Ce témoignage à multiples facettes (Tchad, Cambodge, RCI, Liban, Golfe, Balkans, Afghanistan) ne se résume pas, il se parcourt comme un cheminement initiatique, avec toujours cette recherche de ce qui dépasse les contingences et de ce qui relie les hommes plutôt que des les opposer.
C’est ce que souligne Mgr Luc Ravel, évêque catholique aux armées, dans sa préface à cette réédition : “…il y a cet homme de Dieu que nous appelons le ‘Padre’, l’aumônier. Sa mission ? Détacher le soldat de l’inoxydable violence.
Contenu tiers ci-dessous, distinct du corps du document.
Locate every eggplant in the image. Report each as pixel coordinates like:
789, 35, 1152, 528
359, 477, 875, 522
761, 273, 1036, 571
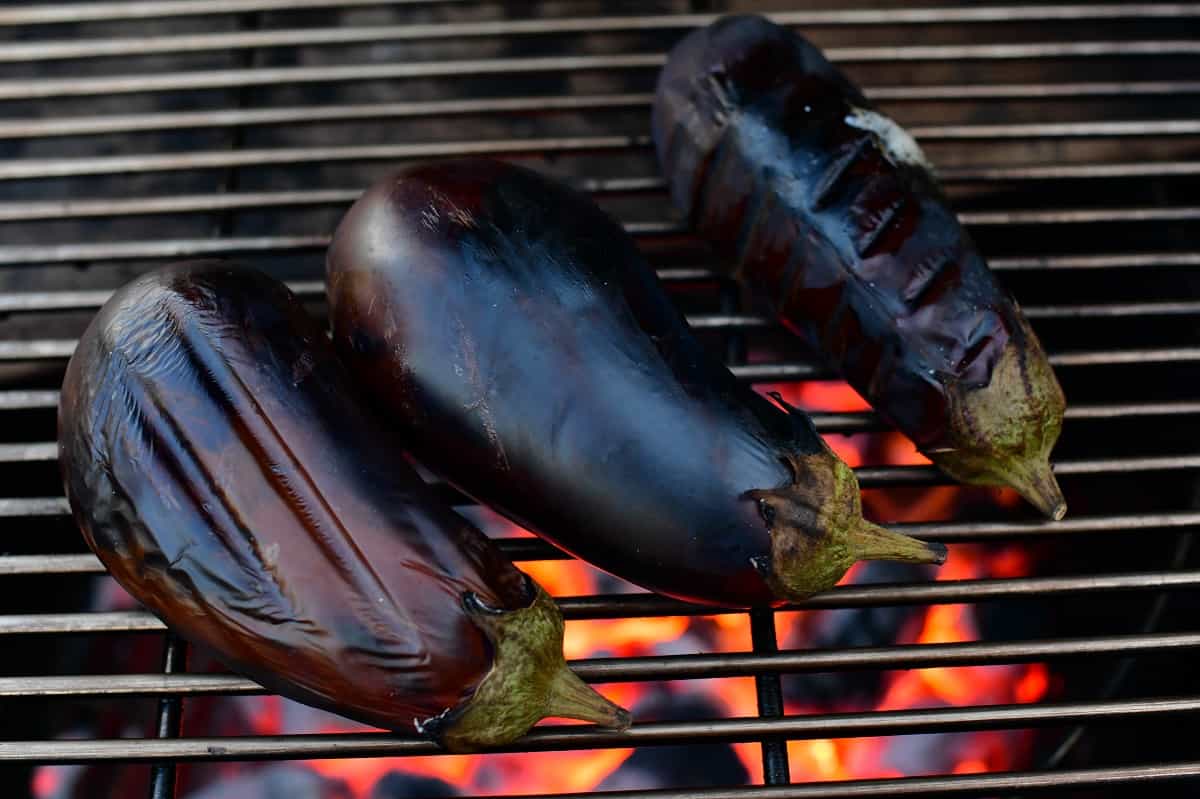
652, 15, 1067, 520
58, 261, 629, 752
325, 159, 945, 609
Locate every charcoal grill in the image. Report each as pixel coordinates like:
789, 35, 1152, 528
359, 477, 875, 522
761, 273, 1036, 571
4, 1, 1200, 797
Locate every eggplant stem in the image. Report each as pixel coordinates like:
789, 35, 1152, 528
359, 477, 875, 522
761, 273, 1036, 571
545, 666, 632, 729
425, 582, 631, 753
932, 321, 1067, 521
850, 519, 947, 565
1005, 457, 1067, 522
752, 449, 947, 603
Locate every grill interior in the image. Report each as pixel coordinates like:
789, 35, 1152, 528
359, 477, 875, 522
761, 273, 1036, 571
4, 1, 1200, 797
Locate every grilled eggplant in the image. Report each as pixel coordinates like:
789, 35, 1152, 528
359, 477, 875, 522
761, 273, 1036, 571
58, 261, 628, 752
653, 15, 1067, 519
326, 159, 945, 608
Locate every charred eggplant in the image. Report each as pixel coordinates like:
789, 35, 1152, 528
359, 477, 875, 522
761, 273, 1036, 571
326, 159, 945, 608
652, 15, 1067, 519
58, 261, 628, 752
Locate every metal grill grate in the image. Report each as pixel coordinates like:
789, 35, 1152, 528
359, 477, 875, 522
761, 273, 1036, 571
4, 2, 1200, 798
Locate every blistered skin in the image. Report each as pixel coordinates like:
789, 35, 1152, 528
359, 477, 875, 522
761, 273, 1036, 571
653, 16, 1066, 518
58, 262, 530, 733
327, 160, 944, 608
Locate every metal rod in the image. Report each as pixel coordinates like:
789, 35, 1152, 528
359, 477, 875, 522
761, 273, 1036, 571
0, 286, 1196, 325
147, 634, 186, 799
732, 348, 1200, 383
6, 185, 1200, 225
6, 83, 1200, 141
3, 696, 1200, 761
5, 511, 1200, 575
3, 42, 1199, 101
8, 7, 1200, 62
750, 610, 792, 785
2, 130, 1197, 181
0, 0, 458, 26
0, 137, 651, 182
0, 236, 1197, 276
5, 2, 1200, 28
7, 568, 1200, 630
2, 631, 1200, 696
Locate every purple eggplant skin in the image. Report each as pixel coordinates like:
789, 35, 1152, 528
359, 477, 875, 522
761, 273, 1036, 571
653, 15, 1067, 520
57, 261, 628, 752
326, 159, 944, 609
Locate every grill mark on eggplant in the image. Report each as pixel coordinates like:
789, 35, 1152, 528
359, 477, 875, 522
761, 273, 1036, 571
810, 135, 870, 211
113, 344, 300, 622
155, 290, 419, 647
902, 246, 960, 308
853, 192, 908, 259
733, 177, 772, 274
691, 126, 738, 234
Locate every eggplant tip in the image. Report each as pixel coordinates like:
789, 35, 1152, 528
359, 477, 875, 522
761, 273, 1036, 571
851, 519, 948, 567
1008, 459, 1067, 521
925, 540, 949, 565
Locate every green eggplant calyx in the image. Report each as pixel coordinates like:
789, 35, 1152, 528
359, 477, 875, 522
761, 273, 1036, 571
931, 319, 1067, 521
423, 579, 631, 753
749, 451, 947, 602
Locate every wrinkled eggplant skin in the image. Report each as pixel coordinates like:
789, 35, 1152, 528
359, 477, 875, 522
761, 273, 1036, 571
58, 261, 530, 732
325, 159, 844, 608
652, 16, 1051, 462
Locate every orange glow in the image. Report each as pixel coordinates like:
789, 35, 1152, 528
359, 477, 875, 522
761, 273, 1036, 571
954, 758, 988, 774
880, 433, 932, 465
520, 559, 595, 598
563, 616, 691, 659
757, 380, 871, 413
31, 766, 61, 798
990, 547, 1032, 579
1016, 664, 1051, 704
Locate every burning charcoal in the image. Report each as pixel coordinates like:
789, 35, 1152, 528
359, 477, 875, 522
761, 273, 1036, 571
185, 765, 353, 799
599, 695, 749, 789
370, 773, 459, 799
783, 561, 931, 709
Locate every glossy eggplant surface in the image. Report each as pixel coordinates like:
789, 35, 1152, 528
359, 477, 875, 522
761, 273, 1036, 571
58, 261, 627, 752
327, 159, 944, 608
653, 15, 1067, 519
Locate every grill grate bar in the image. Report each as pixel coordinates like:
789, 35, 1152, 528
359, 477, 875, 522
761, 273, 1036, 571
6, 511, 1199, 574
8, 568, 1200, 630
7, 82, 1200, 141
736, 349, 1200, 382
5, 632, 1200, 697
4, 696, 1200, 761
5, 134, 1199, 182
6, 334, 1199, 373
5, 1, 1200, 28
5, 43, 1200, 101
3, 232, 1199, 269
446, 762, 1200, 799
0, 274, 1195, 318
0, 0, 459, 27
148, 634, 186, 799
7, 188, 1200, 225
8, 6, 1200, 62
0, 387, 1189, 432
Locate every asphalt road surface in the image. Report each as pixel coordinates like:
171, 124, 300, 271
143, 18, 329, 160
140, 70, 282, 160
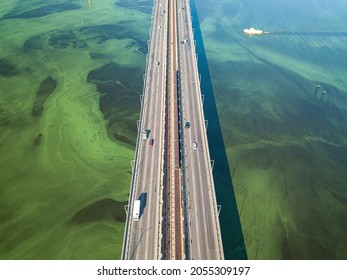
122, 0, 168, 260
177, 0, 224, 260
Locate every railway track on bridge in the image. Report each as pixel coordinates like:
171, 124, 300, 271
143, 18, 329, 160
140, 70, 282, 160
163, 0, 184, 260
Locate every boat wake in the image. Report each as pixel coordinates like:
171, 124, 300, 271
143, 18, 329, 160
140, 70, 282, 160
265, 31, 347, 37
244, 27, 347, 37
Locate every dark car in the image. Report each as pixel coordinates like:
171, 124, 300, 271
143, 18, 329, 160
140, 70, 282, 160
149, 139, 154, 147
185, 122, 190, 128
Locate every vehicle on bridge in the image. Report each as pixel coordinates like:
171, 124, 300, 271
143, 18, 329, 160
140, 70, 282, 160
143, 129, 150, 139
185, 121, 190, 128
133, 200, 141, 221
149, 138, 154, 147
193, 141, 197, 149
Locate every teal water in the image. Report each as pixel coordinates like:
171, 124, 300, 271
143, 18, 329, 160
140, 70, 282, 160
194, 0, 347, 259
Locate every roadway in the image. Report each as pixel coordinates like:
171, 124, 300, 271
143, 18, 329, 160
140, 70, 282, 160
177, 0, 224, 259
122, 0, 168, 260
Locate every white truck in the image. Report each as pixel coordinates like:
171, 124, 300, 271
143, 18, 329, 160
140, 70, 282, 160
133, 200, 141, 221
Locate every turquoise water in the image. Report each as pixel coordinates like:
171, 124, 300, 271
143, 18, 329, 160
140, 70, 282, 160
194, 0, 347, 259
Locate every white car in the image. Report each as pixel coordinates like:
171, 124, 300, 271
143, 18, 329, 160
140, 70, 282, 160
143, 129, 150, 139
193, 142, 197, 149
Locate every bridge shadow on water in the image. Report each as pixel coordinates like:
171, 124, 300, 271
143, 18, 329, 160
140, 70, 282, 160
190, 0, 248, 259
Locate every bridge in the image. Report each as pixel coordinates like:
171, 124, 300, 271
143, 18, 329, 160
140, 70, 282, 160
121, 0, 224, 260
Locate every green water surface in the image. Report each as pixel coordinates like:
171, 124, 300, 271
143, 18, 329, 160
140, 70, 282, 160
0, 0, 151, 259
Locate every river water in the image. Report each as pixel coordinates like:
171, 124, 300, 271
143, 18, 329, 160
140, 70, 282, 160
193, 0, 347, 259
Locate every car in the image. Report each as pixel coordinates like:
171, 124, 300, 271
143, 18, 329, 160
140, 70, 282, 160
149, 139, 154, 147
193, 142, 197, 149
185, 121, 190, 128
156, 61, 160, 66
143, 129, 150, 139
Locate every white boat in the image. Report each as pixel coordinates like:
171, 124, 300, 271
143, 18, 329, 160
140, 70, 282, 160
244, 27, 263, 35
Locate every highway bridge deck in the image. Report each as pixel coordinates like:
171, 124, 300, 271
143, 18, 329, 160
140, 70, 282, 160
122, 0, 224, 260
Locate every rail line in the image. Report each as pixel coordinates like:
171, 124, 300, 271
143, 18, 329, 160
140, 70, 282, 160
163, 0, 184, 260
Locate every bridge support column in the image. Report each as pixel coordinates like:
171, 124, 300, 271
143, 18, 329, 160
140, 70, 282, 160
205, 119, 208, 130
211, 159, 214, 171
217, 205, 222, 216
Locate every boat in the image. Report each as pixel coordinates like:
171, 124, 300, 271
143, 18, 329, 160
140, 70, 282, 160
244, 27, 263, 35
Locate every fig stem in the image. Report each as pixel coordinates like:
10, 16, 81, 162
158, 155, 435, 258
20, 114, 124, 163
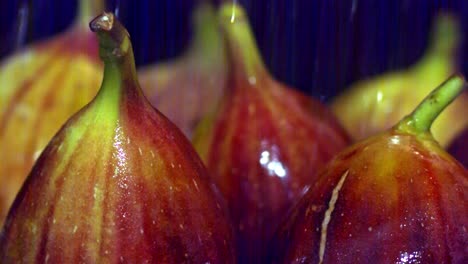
90, 12, 139, 99
190, 3, 223, 64
397, 74, 466, 133
78, 0, 104, 27
218, 3, 265, 80
90, 12, 132, 64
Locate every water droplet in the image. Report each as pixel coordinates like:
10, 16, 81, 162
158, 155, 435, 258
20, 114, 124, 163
192, 179, 200, 192
33, 151, 41, 161
248, 76, 256, 85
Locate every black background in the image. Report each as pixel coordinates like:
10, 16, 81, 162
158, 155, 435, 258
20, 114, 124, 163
1, 0, 468, 101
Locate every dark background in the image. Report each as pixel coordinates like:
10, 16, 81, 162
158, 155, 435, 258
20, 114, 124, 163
1, 0, 467, 101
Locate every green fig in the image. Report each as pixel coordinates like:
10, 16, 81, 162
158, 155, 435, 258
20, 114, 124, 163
331, 13, 468, 147
0, 12, 235, 263
0, 0, 104, 226
271, 75, 467, 263
193, 3, 350, 263
138, 3, 226, 138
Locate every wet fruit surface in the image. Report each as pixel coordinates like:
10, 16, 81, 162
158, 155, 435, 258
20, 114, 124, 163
272, 132, 467, 263
0, 12, 235, 263
271, 76, 468, 263
193, 3, 350, 262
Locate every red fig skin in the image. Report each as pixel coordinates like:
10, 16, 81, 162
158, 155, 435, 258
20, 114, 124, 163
32, 27, 99, 62
271, 133, 467, 263
448, 129, 468, 168
193, 4, 351, 263
0, 13, 235, 263
196, 68, 351, 260
138, 3, 227, 139
270, 77, 468, 263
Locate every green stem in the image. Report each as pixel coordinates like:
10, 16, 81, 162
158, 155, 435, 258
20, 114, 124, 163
218, 2, 266, 80
189, 3, 223, 63
90, 12, 139, 100
77, 0, 105, 27
396, 74, 466, 134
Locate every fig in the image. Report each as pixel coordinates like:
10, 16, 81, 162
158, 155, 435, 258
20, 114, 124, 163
192, 3, 350, 263
0, 0, 104, 225
138, 2, 226, 138
331, 13, 468, 147
0, 12, 235, 263
448, 128, 468, 168
271, 75, 467, 263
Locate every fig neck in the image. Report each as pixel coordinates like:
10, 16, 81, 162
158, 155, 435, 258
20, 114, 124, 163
188, 3, 224, 66
219, 3, 268, 88
414, 13, 460, 74
90, 12, 140, 105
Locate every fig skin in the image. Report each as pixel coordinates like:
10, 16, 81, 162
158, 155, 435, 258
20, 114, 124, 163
138, 3, 227, 138
193, 3, 350, 263
271, 76, 468, 263
0, 0, 104, 226
272, 132, 467, 263
0, 12, 236, 263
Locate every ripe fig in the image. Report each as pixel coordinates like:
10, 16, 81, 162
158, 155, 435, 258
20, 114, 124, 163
331, 13, 468, 147
271, 75, 467, 263
192, 3, 350, 263
0, 12, 235, 263
448, 128, 468, 168
0, 0, 104, 226
138, 3, 226, 138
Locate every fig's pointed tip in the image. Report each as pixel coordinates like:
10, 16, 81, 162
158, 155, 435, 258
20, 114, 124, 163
88, 12, 131, 61
90, 12, 115, 33
219, 2, 247, 23
453, 72, 466, 84
193, 2, 215, 24
434, 11, 458, 31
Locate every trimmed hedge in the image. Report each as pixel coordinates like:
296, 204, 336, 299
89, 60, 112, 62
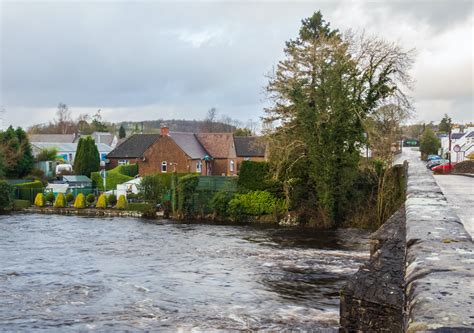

L’extraire du feu sans le séparer du chaos. Le décanter de tout ce qui n’est pas lui pour le rendre à lui-même, home au milieu des masses foudroyées. Dégager avec lui et en lui cette part d’humanité que l’esprit de peur conjugué avec l’esprit de revanche peut recouvrir jusqu’à l’étouffer. Le décontaminer de tout ce que la guerre importe avec elle : de haine, de vengeance, de source angoisse, de terreur abêtissante, d’urgence irréfléchie…”.
Un livre on peut plus actuel dans une guerre contre la violence terroriste aveugle qui se nourrit de la haine et de la peur. Un livre à mettre entre toutes les mains. Mais voilà, petit détail, ce livre se mérite, comme toute quête initiatique : il ne se trouve pas en tête de gondole à la FNAC ni sur Amazon, ni chez le libraire du coin. Il est en cartons dans le presbytère du père Kalka, vendu à prix coûtant (16 € + frais de port soit 19,80 € port compris) et il suffit de lui écrire : Père Richard Kalka, Caillau, 09700 Saverdun / [email protected]
Dieu désarmé – Journal d’un curé de campagnes. Richard Kalka, 27 photos, 220 pages.
Pierre, merci pour ce billet: suite à ton billet précédent, j'ai acquis et lu avec passion cet ouvrage, que j'ai ensuite offert. J'en avais laissé le commentaire suivant: "Le témoignage du Père Kalka est un océan de lumière, truffé d'anecdotes, de détails qui restent dans l'ombre des opérations militaire. Avec son oeil d'homme et sa foi et sans perdre son esprit critique, il vit chaque campagne différemment, replaçant l'homme en son centre. Ce livre fait un bien fou."